Renishaw is another giant with local offices, with more than half of Renishaw’s global workforce of 4,000 people located in the Bristol region. Last year it turned over a record £495m in engineering and science technologies. An example of Bristol’s outward facing businesses, 95 per cent of Renishaw’s revenue came from exports last year.
Locally, the company is working on some high profile projects. At Southmead Hospital and Bristol Children’s hospital Renishaw is helping to pioneer new neurosurgical procedures, and for the Bloodhound supersonic car team it will be 3D printing the car’s titanium nose cone and steering wheel to match the hands of driver Andy Green.
Skanska is a major local player in the civil engineering field, that “developing, constructing, improving and investing” in Bristol’s highway networks, schools and offices.
In 2006 Skanska partnered with Bristol City Council and Local Education Partnership to deliver thousands of extra school spaces across the city. The business was also responsible for the redevelopment of number 66 on the corner of Queen Square and King Street and it is responsible for maintaining and upgrading the M5, M4, M49 and M32. The company is now working with the city council on the Temple Quarter Enterprise Zone.

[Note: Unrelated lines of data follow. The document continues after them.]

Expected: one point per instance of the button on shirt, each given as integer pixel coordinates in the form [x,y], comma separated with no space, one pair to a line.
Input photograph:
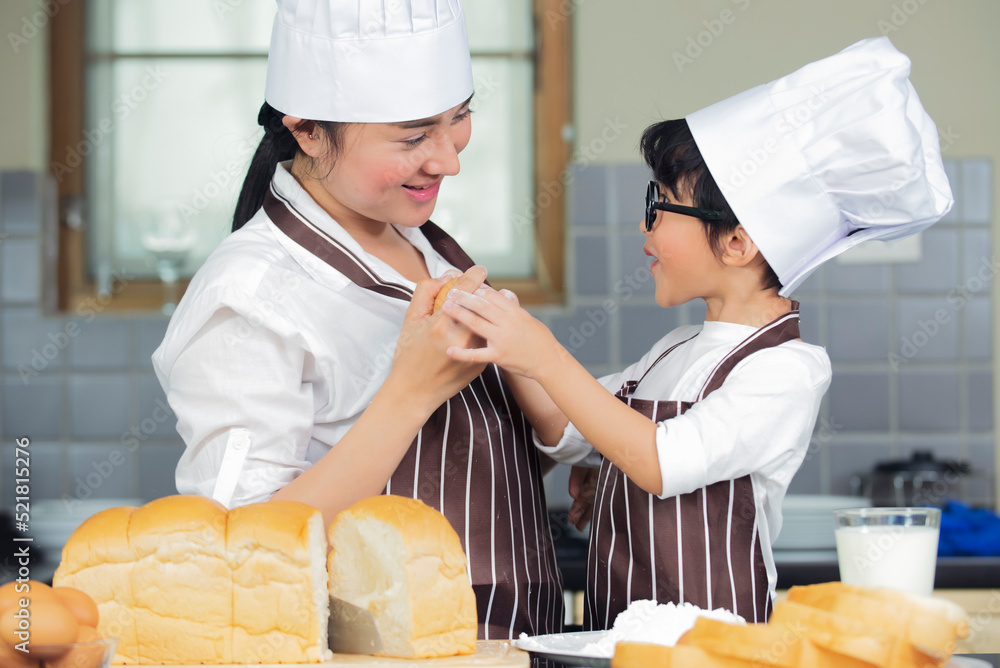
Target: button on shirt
[272,354]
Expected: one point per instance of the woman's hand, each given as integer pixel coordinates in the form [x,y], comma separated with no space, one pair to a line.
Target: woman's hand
[421,367]
[514,339]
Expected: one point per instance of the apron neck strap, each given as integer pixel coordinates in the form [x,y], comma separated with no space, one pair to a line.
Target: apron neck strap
[297,227]
[780,330]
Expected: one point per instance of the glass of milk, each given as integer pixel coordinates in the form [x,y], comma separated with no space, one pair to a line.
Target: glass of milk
[888,547]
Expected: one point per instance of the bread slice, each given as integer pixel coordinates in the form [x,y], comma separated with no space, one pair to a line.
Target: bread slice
[926,628]
[403,561]
[277,554]
[98,560]
[182,585]
[833,640]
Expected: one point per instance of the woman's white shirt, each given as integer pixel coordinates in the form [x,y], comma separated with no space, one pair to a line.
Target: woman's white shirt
[272,354]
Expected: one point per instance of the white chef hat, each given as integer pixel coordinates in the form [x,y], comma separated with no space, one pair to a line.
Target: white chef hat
[368,61]
[836,153]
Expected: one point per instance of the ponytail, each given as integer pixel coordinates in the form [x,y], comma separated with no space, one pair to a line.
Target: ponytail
[277,145]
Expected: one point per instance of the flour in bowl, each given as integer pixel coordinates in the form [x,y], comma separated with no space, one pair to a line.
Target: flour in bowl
[645,621]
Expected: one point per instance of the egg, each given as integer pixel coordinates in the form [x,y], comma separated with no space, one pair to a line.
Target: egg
[11,658]
[86,654]
[80,604]
[49,624]
[12,592]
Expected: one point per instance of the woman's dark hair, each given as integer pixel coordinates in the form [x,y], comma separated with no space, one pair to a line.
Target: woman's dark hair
[671,152]
[277,145]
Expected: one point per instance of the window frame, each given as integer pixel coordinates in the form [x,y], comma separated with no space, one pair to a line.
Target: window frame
[552,99]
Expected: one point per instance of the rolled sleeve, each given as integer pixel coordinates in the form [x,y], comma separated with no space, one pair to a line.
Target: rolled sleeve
[572,449]
[759,421]
[237,376]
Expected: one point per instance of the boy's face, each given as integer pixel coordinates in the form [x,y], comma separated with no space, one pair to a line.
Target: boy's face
[684,266]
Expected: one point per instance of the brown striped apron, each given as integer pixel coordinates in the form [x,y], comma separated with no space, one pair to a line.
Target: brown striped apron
[702,547]
[473,460]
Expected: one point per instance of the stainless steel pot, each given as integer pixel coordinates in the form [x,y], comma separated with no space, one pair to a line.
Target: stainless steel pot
[921,480]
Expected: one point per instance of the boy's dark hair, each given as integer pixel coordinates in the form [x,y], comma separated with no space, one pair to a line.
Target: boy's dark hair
[671,152]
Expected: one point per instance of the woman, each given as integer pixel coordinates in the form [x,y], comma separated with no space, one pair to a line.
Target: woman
[304,362]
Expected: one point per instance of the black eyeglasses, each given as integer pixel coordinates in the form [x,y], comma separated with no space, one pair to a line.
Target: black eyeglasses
[653,204]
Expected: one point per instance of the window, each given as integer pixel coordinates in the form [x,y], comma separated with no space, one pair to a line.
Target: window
[170,92]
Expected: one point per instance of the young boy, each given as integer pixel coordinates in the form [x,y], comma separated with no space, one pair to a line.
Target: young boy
[702,436]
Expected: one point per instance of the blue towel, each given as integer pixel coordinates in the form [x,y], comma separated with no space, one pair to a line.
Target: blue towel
[968,533]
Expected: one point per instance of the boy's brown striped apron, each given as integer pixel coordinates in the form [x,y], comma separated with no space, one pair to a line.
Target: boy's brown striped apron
[701,547]
[473,460]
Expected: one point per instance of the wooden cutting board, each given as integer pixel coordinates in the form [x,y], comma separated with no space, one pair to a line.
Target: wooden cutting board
[488,653]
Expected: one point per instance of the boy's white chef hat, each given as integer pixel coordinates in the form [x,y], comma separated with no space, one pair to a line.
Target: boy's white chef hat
[836,153]
[368,61]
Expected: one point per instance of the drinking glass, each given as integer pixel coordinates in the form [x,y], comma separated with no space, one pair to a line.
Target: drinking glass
[888,547]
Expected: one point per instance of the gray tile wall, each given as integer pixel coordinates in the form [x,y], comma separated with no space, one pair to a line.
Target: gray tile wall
[911,344]
[78,384]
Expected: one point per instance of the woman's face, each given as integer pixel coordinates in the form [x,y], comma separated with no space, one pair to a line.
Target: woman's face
[391,172]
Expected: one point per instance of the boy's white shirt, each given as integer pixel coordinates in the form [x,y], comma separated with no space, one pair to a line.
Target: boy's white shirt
[758,423]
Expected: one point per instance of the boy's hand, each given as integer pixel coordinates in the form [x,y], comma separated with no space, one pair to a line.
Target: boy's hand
[514,339]
[583,488]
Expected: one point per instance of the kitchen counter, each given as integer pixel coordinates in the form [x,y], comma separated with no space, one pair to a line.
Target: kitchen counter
[951,572]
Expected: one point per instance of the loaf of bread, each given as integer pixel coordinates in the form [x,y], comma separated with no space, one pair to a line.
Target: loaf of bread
[403,561]
[829,625]
[97,559]
[182,581]
[443,294]
[277,553]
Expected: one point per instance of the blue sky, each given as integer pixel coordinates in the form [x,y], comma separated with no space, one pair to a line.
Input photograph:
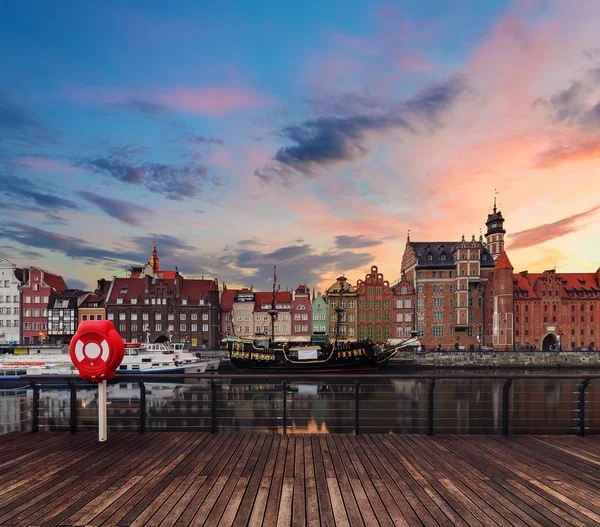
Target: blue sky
[243,135]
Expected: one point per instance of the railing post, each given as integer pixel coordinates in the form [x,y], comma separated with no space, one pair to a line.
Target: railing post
[581,406]
[35,410]
[356,408]
[213,406]
[505,410]
[142,406]
[284,389]
[73,401]
[430,406]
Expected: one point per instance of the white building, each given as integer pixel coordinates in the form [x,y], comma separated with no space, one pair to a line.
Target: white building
[10,308]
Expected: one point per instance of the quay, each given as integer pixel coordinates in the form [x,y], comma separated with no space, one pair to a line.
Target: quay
[185,478]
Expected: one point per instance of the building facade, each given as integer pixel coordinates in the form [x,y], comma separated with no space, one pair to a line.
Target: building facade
[93,306]
[320,318]
[301,313]
[342,294]
[10,304]
[374,310]
[548,310]
[450,279]
[63,309]
[162,310]
[36,287]
[403,308]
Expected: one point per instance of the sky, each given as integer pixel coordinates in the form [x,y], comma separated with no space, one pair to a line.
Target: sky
[311,135]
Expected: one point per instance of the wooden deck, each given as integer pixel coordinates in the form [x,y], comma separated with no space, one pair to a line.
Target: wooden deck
[177,479]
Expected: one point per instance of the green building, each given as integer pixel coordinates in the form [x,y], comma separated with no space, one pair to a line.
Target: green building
[320,322]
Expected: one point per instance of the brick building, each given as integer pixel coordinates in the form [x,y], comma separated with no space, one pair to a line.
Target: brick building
[546,309]
[450,279]
[403,308]
[36,287]
[301,312]
[159,310]
[93,307]
[374,311]
[348,301]
[63,314]
[245,313]
[10,304]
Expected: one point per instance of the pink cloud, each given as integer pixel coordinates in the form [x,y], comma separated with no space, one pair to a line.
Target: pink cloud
[212,100]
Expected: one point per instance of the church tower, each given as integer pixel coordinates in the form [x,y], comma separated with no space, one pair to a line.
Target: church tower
[494,237]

Multidisciplinary engineering practice CampbellReith has one of its five UK offices in Bristol. It has more than doubled in size over the last two years and works on projects locally and internationally that contributed to a practice turnover of £12m last year.
A partner-owned, independent practice, CampbellReith works across a broad range of sectors. Schools, hospitals, commercial buildings, defence structures, large-scale regeneration projects, infrastructure and high rises – its projects are wide ranging.

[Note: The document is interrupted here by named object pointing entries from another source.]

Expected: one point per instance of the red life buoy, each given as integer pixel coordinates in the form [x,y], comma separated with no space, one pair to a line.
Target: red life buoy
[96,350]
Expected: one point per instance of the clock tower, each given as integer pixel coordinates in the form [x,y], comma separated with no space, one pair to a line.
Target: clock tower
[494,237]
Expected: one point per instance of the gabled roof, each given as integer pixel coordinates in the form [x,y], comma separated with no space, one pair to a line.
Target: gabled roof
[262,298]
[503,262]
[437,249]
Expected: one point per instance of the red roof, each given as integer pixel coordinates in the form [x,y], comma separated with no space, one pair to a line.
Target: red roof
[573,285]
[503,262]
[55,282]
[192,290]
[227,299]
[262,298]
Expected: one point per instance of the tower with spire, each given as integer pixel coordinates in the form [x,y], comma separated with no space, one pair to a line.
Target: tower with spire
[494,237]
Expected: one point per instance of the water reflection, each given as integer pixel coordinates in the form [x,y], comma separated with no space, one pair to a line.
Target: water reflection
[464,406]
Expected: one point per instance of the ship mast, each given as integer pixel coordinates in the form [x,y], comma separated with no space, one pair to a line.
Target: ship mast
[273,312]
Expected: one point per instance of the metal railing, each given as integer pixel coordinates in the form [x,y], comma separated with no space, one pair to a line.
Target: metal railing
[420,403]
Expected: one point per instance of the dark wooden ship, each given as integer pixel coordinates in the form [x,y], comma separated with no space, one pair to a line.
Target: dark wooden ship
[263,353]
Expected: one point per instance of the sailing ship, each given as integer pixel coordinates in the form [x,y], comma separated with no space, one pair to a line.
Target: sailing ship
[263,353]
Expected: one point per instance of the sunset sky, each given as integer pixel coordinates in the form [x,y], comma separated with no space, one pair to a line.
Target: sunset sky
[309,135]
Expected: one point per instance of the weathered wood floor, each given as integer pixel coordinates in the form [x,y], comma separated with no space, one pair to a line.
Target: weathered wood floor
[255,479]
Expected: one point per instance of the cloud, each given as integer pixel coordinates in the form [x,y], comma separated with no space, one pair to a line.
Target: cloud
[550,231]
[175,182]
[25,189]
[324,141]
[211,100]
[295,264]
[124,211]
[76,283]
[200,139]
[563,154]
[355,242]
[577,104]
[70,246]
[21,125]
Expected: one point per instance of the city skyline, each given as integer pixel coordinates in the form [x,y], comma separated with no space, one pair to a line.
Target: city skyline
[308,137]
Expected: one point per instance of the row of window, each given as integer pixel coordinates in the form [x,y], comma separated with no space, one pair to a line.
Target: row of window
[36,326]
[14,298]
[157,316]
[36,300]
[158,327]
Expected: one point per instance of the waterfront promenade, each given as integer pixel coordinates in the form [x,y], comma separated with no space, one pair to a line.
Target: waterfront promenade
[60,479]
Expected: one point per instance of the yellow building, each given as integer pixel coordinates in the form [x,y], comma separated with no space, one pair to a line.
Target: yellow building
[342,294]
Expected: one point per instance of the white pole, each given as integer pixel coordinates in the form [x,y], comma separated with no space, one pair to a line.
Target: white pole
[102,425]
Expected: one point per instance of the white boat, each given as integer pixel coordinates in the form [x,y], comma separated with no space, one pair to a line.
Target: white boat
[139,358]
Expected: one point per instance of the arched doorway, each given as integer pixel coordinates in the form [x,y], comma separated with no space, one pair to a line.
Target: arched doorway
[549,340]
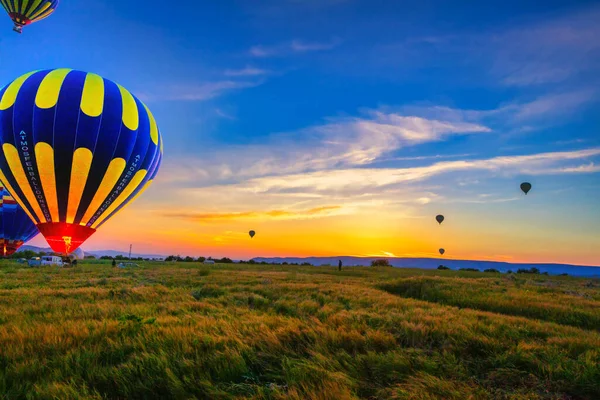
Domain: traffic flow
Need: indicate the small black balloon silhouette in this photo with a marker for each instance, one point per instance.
(525, 187)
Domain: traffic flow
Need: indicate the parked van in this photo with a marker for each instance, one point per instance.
(52, 260)
(34, 262)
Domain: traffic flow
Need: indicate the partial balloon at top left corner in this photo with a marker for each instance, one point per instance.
(25, 12)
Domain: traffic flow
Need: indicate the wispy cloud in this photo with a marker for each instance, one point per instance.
(247, 71)
(341, 142)
(294, 47)
(270, 214)
(197, 91)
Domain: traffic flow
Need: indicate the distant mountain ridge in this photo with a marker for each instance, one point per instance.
(432, 263)
(95, 253)
(399, 262)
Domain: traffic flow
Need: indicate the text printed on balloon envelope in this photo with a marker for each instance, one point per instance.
(122, 184)
(33, 174)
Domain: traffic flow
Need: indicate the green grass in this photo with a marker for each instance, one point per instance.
(179, 330)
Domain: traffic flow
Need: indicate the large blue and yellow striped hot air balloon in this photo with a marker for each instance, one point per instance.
(15, 226)
(76, 148)
(25, 12)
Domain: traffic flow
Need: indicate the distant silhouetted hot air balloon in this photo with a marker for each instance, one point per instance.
(76, 148)
(15, 226)
(525, 187)
(25, 12)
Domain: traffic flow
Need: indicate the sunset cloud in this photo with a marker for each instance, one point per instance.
(247, 215)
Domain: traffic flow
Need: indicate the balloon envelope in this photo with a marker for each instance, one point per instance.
(15, 226)
(76, 148)
(525, 187)
(25, 12)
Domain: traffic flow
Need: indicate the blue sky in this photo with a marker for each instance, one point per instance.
(325, 117)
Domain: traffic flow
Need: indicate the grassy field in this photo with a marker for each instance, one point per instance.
(185, 330)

“The civil engineering and construction sector in general has seen a massive amount of consolidation over the past decade with the likes of WSP, Aecom and Arcadis acquiring smaller or niche consultancies or merging with direct competitors to add to their ever expanding turnover and increase profits and dividends to their shareholders,” says partner Jamie Siggers.
“There were some expectations that the medium-sized consultancies would struggle to survive, competing against these giants or locally against much smaller practices with low overheads, but we are finding the opposite to be true.
“Our order book for the next 12 months is already showing sustained growth.”
One of the many smaller engineering companies in the city, HiETA has grown rapidly since it formed in 2012. From an office at the Bristol & Bath Science Park, the 25 engineer-strong specialist in additive manufacturing, otherwise known as 3D printing, has grown from a one-man hot desk. They work with clients including the MoD and Innovate UK to develop components – many 3D printed – for automotive, Formula 1, defence, aerospace and energy firms.
Perceptions about the job opportunities available vary, with recruiters naturally more positive than employers.
“The recruitment market has experienced a buoyancy across production and manufacturing sectors,” says Varinder Kandola of recruitment consultants Huxley Engineering who identifies much more potential for speculative applications from skilled candidates than previously – 75 per cent were filled in this way last year.
“Businesses now have the required forecasts to increase their skills base in areas that would previously have been too risky.”